Introduction
In this article I will describe an end-to-end system for exploring and analyzing large amounts of climate data using SAP's HANA in-memory database and Amazon's SageMaker cloud-hosted Jupyter notebooks. HANA's ability to store and query terabytes of data in RAM and its integration of graph and spatial database engines makes it a great back-end database platform for exploratory and statistical data analysis of the large datasets from diverse domains encountered in studying climate-change. Jupyter notebooks are the go-to web-based environments today for data exploration and visualization, and HANA's client libraries integrate directly with Python data frame libraries like Pandas. This allows Jupyter notebook users to execute queries that run server-side on the HANA instance and populate a Pandas data frame on the client-side, which can then be used with the dozens of Python data science and machine learning libraries available today. The combination of the ease of use and rich data exploration and visualization capabilities of Jupyter and Python, together with the low-latency in-memory queries of HANA over large datasets makes this an ideal data science system for anyone interested in studying climate change.
We will use a cloud-hosted 32GB instance of SAP HANA running on Amazon's EC2 service to ingest data from the Global Historical Climatology Network project which aggregates and makes publicly available weather station observations from all over the world spanning more than two centuries. We will use the freely available SAP HANA Studio as our main desktop IDE to administer and develop on our cloud-hosted HANA database server. Finally we'll user Jupyter notebooks as the user-facing front-end of our system to connect to and run queries on our climate data and create models for prediction.
Background
Climate Change
Climate change is one of the defining global issues of our time and many scientists, civilians and political leaders believe we must rapidly implement fundamental changes to our present way of life in order to avoid catastrophe in the near future. Studying climate change and its consequences means working with huge amounts of data gathered from diverse areas of human life: from metereological observations to geographical data to economic and population data.

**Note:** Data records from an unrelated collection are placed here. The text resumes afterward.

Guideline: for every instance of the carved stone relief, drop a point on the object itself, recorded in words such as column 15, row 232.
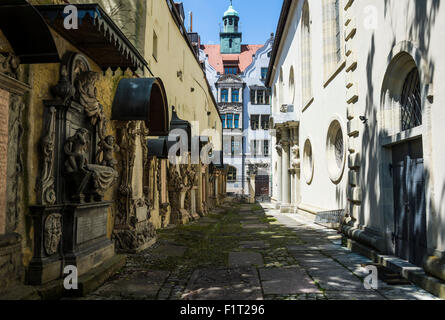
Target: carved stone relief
column 53, row 233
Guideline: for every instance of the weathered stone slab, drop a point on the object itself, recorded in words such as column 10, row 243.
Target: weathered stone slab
column 4, row 116
column 354, row 295
column 143, row 285
column 169, row 250
column 286, row 281
column 405, row 293
column 254, row 226
column 336, row 279
column 242, row 259
column 321, row 247
column 253, row 245
column 224, row 284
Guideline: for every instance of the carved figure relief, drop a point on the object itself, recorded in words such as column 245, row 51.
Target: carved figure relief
column 105, row 155
column 9, row 65
column 87, row 97
column 53, row 233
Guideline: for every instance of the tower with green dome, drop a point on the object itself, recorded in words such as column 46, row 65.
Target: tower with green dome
column 230, row 38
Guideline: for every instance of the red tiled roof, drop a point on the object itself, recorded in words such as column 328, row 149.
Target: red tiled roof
column 243, row 60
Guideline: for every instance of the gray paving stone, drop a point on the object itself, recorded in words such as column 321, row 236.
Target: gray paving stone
column 143, row 285
column 254, row 226
column 405, row 293
column 354, row 295
column 280, row 281
column 336, row 279
column 306, row 247
column 241, row 259
column 224, row 284
column 169, row 250
column 253, row 244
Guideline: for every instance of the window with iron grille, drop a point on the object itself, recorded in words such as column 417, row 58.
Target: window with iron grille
column 339, row 148
column 230, row 120
column 224, row 95
column 266, row 148
column 265, row 121
column 411, row 106
column 237, row 121
column 260, row 97
column 231, row 175
column 235, row 95
column 254, row 122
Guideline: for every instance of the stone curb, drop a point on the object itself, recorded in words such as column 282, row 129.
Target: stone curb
column 409, row 271
column 55, row 290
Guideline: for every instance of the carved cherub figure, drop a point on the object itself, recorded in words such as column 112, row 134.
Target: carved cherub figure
column 76, row 148
column 106, row 149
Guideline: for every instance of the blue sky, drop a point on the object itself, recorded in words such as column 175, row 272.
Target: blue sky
column 258, row 18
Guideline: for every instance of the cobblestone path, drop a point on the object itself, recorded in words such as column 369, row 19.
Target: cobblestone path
column 245, row 252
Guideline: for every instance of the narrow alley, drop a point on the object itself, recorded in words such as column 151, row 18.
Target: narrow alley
column 249, row 252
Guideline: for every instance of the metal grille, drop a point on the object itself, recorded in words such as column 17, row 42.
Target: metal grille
column 339, row 148
column 411, row 109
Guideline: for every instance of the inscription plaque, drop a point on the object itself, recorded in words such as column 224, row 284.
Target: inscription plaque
column 4, row 115
column 91, row 225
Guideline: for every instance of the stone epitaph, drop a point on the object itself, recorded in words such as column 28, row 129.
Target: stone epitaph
column 4, row 107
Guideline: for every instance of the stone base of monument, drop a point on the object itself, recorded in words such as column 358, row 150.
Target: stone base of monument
column 135, row 240
column 180, row 217
column 70, row 234
column 11, row 272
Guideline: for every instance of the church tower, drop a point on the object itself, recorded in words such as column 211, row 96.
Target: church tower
column 230, row 37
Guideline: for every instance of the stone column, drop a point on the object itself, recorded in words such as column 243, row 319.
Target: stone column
column 279, row 175
column 285, row 167
column 4, row 108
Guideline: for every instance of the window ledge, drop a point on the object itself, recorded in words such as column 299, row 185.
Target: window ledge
column 337, row 70
column 411, row 134
column 308, row 104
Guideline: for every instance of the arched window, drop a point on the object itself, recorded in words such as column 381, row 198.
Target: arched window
column 224, row 95
column 292, row 85
column 235, row 95
column 411, row 105
column 231, row 175
column 306, row 56
column 332, row 37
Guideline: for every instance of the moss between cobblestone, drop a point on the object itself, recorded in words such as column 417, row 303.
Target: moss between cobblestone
column 210, row 244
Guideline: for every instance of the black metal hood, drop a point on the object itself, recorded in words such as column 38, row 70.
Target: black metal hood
column 27, row 32
column 142, row 99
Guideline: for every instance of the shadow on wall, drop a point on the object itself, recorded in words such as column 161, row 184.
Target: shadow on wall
column 425, row 13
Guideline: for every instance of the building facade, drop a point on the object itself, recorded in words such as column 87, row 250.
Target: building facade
column 357, row 125
column 86, row 171
column 237, row 73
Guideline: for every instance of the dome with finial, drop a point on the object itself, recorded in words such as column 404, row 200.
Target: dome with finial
column 231, row 11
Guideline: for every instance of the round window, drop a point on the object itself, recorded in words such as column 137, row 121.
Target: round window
column 308, row 162
column 292, row 85
column 335, row 149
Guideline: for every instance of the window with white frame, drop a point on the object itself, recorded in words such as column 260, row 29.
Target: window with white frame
column 306, row 56
column 332, row 37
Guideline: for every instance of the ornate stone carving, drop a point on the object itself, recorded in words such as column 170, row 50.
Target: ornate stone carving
column 64, row 88
column 76, row 150
column 87, row 97
column 45, row 184
column 105, row 154
column 133, row 231
column 15, row 161
column 53, row 233
column 134, row 238
column 9, row 65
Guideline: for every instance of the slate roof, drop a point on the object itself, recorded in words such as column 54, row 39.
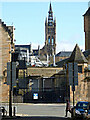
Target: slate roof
column 62, row 62
column 77, row 56
column 87, row 12
column 64, row 54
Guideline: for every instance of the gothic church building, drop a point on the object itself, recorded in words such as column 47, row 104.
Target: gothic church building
column 50, row 35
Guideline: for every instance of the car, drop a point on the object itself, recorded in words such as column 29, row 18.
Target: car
column 82, row 109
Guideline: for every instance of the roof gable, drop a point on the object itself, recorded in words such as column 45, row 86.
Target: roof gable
column 77, row 56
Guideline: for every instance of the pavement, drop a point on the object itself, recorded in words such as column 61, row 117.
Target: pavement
column 35, row 118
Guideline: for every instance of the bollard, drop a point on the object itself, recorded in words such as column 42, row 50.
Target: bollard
column 14, row 111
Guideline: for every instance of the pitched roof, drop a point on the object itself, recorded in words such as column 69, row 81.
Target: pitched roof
column 77, row 56
column 62, row 62
column 87, row 12
column 64, row 54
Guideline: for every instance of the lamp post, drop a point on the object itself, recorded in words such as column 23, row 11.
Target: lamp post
column 10, row 91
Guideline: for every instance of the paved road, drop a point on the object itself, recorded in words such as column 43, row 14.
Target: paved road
column 53, row 111
column 37, row 118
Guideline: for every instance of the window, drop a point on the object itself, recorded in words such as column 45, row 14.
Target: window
column 80, row 69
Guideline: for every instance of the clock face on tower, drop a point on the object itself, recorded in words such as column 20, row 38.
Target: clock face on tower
column 50, row 32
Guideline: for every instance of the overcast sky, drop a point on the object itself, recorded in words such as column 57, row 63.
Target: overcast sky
column 29, row 20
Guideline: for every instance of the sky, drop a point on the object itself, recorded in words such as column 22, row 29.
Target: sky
column 29, row 20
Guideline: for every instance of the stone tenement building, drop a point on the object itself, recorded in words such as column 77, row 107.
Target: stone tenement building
column 50, row 35
column 87, row 29
column 6, row 39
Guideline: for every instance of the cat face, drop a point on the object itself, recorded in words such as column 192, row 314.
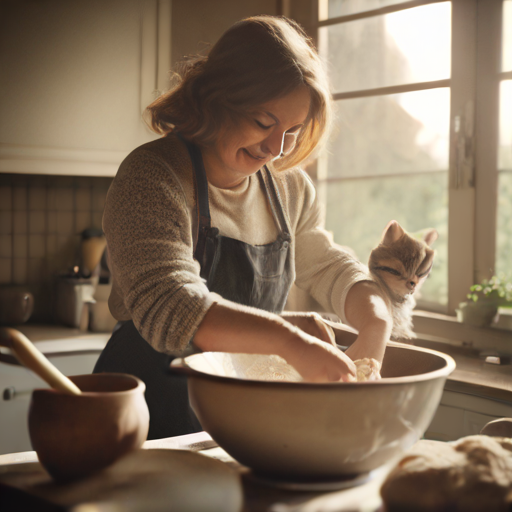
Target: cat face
column 402, row 261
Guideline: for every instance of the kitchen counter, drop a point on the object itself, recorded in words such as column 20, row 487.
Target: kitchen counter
column 57, row 340
column 473, row 372
column 258, row 497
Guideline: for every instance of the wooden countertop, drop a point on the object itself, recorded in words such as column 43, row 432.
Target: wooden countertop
column 258, row 497
column 57, row 340
column 473, row 375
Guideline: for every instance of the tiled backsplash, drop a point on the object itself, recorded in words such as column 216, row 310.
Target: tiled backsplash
column 41, row 218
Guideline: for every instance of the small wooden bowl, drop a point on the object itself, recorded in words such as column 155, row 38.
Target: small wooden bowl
column 76, row 435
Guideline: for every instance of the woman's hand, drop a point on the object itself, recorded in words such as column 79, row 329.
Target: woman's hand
column 229, row 327
column 318, row 361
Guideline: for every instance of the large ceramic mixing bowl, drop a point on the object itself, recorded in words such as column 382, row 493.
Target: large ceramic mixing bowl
column 298, row 430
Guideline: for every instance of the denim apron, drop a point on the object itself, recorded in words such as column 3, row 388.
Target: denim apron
column 254, row 275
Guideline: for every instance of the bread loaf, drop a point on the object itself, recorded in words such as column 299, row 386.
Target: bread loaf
column 472, row 474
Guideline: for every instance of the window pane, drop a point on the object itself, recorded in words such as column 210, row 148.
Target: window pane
column 399, row 48
column 400, row 133
column 345, row 7
column 507, row 35
column 358, row 211
column 505, row 148
column 504, row 234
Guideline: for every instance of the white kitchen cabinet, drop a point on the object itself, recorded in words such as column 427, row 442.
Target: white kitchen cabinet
column 18, row 381
column 464, row 414
column 76, row 77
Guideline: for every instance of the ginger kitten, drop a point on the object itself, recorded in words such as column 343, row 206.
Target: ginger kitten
column 400, row 264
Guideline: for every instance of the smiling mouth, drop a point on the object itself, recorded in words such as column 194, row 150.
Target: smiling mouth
column 259, row 158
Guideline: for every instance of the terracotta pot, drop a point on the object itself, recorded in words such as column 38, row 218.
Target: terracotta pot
column 305, row 431
column 76, row 435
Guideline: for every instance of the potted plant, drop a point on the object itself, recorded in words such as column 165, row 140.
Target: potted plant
column 484, row 300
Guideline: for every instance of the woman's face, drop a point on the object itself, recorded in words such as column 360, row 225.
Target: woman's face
column 271, row 130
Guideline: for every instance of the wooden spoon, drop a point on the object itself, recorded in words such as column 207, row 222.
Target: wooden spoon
column 30, row 357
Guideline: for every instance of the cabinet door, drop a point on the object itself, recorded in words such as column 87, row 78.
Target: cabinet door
column 76, row 77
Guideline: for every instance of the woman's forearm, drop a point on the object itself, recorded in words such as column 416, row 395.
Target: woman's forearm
column 228, row 327
column 367, row 311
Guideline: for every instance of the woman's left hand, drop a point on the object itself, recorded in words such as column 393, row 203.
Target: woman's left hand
column 312, row 324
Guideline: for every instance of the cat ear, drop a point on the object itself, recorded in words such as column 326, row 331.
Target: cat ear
column 430, row 236
column 392, row 232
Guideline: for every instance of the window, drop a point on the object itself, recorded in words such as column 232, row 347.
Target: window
column 423, row 133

At the same time there are many skeptics of climate change. People have questioned everything from the theoretical assumptions and models climate scientists use to the accuracy and validity of the data collected to the political motivations of those scientists and citizens advocating the need for serious revisions in our economic systems and way of life.

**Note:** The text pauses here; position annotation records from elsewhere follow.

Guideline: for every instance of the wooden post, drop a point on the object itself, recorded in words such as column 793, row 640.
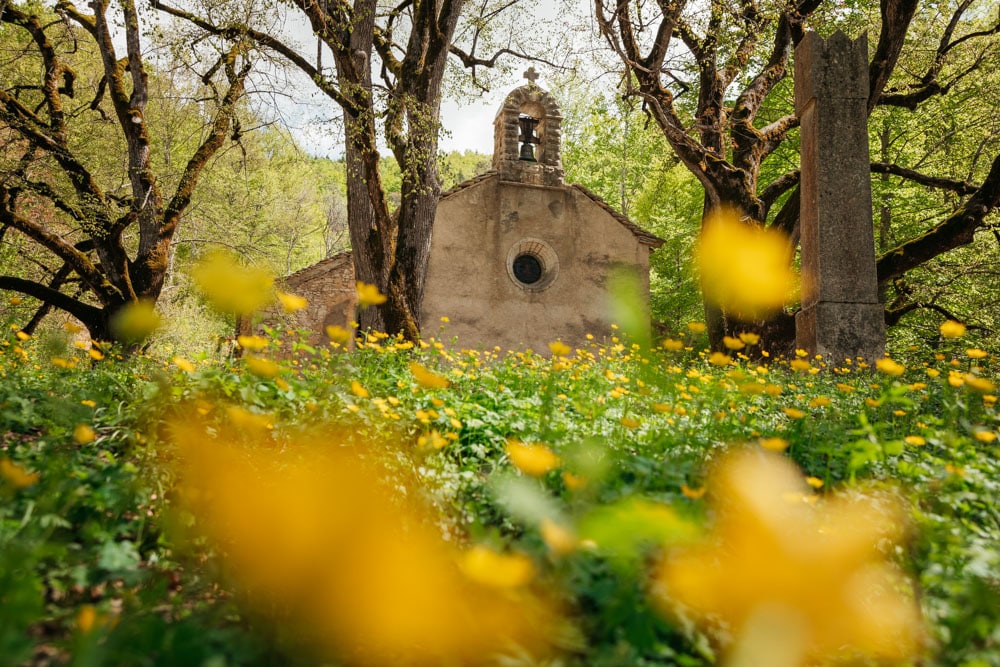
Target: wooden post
column 841, row 316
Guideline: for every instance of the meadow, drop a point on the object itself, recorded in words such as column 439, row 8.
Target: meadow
column 629, row 502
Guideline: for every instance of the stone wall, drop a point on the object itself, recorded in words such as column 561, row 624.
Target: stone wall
column 482, row 228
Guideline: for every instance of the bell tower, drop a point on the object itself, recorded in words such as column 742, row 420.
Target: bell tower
column 527, row 132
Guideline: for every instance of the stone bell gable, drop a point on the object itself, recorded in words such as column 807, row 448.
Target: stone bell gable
column 528, row 102
column 520, row 259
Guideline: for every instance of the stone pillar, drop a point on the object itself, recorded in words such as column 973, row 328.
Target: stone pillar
column 841, row 316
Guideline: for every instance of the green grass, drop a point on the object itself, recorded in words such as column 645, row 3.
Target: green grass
column 100, row 564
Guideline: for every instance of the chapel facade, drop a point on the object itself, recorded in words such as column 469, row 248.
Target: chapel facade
column 518, row 258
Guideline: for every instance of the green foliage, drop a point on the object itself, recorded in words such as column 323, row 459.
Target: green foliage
column 96, row 569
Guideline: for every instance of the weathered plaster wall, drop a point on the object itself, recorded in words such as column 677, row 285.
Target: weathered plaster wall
column 469, row 278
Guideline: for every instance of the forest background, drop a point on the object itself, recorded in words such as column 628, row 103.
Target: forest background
column 266, row 195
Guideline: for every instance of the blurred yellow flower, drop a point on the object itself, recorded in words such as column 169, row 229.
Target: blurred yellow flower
column 368, row 295
column 183, row 364
column 136, row 321
column 719, row 359
column 980, row 384
column 84, row 434
column 338, row 333
column 292, row 302
column 486, row 566
column 794, row 413
column 531, row 459
column 732, row 343
column 231, row 287
column 252, row 343
column 261, row 367
column 559, row 539
column 361, row 569
column 15, row 475
column 890, row 367
column 794, row 575
column 774, row 444
column 952, row 329
column 428, row 379
column 693, row 494
column 434, row 440
column 672, row 345
column 573, row 482
column 745, row 269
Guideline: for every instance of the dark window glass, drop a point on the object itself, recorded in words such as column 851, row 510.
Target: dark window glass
column 527, row 269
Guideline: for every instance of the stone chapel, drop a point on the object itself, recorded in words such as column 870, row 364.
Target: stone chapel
column 518, row 258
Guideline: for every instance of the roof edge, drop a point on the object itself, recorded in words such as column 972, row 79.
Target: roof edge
column 644, row 237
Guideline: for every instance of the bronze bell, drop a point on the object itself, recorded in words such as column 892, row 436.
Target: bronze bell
column 528, row 137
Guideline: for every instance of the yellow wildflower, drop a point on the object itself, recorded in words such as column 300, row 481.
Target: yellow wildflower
column 136, row 321
column 890, row 367
column 15, row 475
column 672, row 345
column 812, row 578
column 485, row 566
column 719, row 359
column 559, row 348
column 262, row 367
column 531, row 459
column 428, row 379
column 559, row 539
column 252, row 343
column 432, row 440
column 744, row 268
column 693, row 494
column 338, row 334
column 980, row 384
column 573, row 482
column 183, row 364
column 732, row 343
column 952, row 329
column 774, row 444
column 84, row 434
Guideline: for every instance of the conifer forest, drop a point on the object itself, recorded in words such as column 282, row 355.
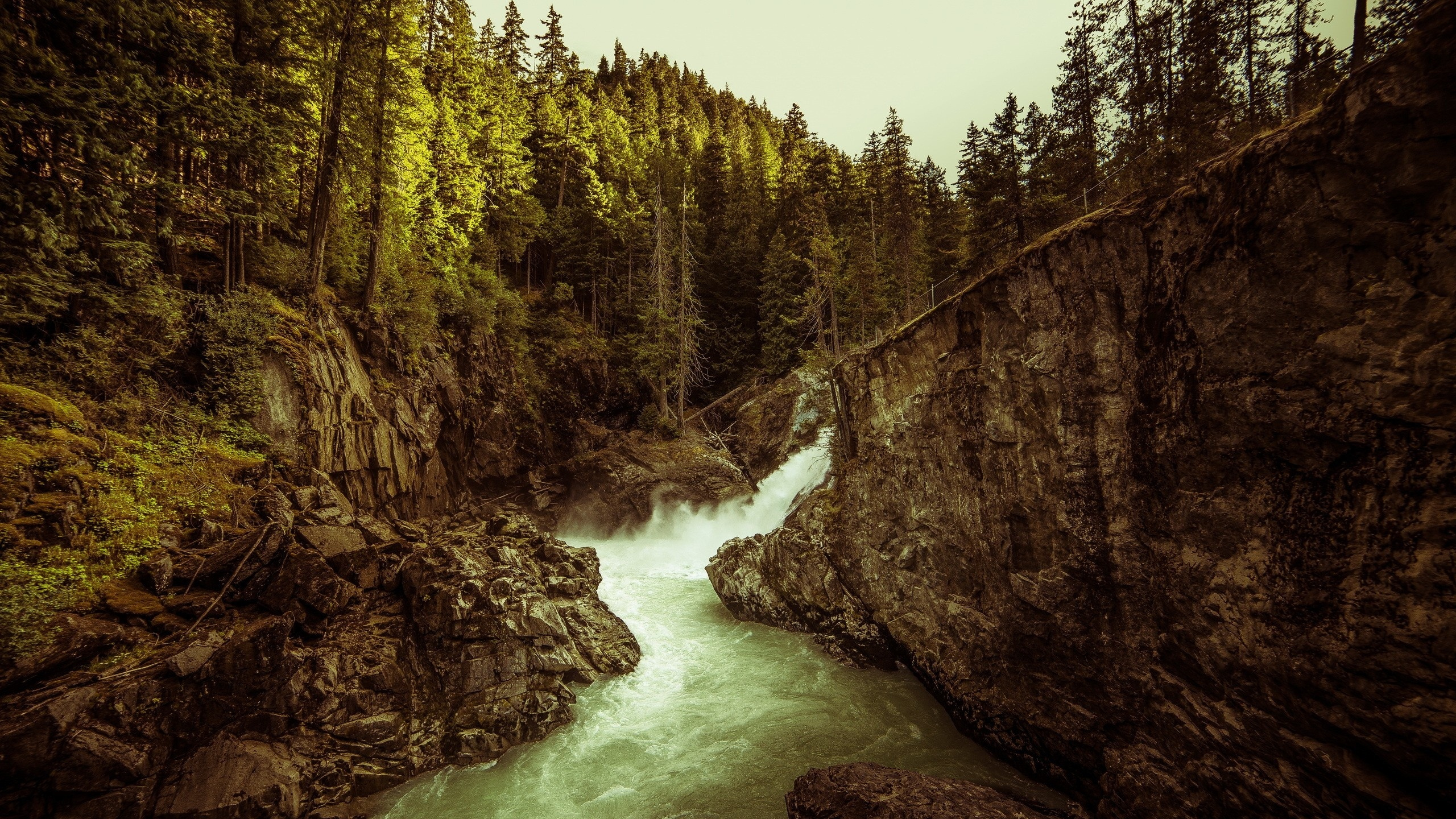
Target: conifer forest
column 319, row 314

A big part of the reason we should trust science comes from it's reproducibility. Using the same data that climate and other scientists use, we should be able to arrive at the same conclusions that scientists do. The kinds of questions about climate world-wide we would like to answer using the available data are:
- Are global temperatures rising per year?
- How does global temperature vary in each century of human history?
- What areas of the world are temperatures rising most?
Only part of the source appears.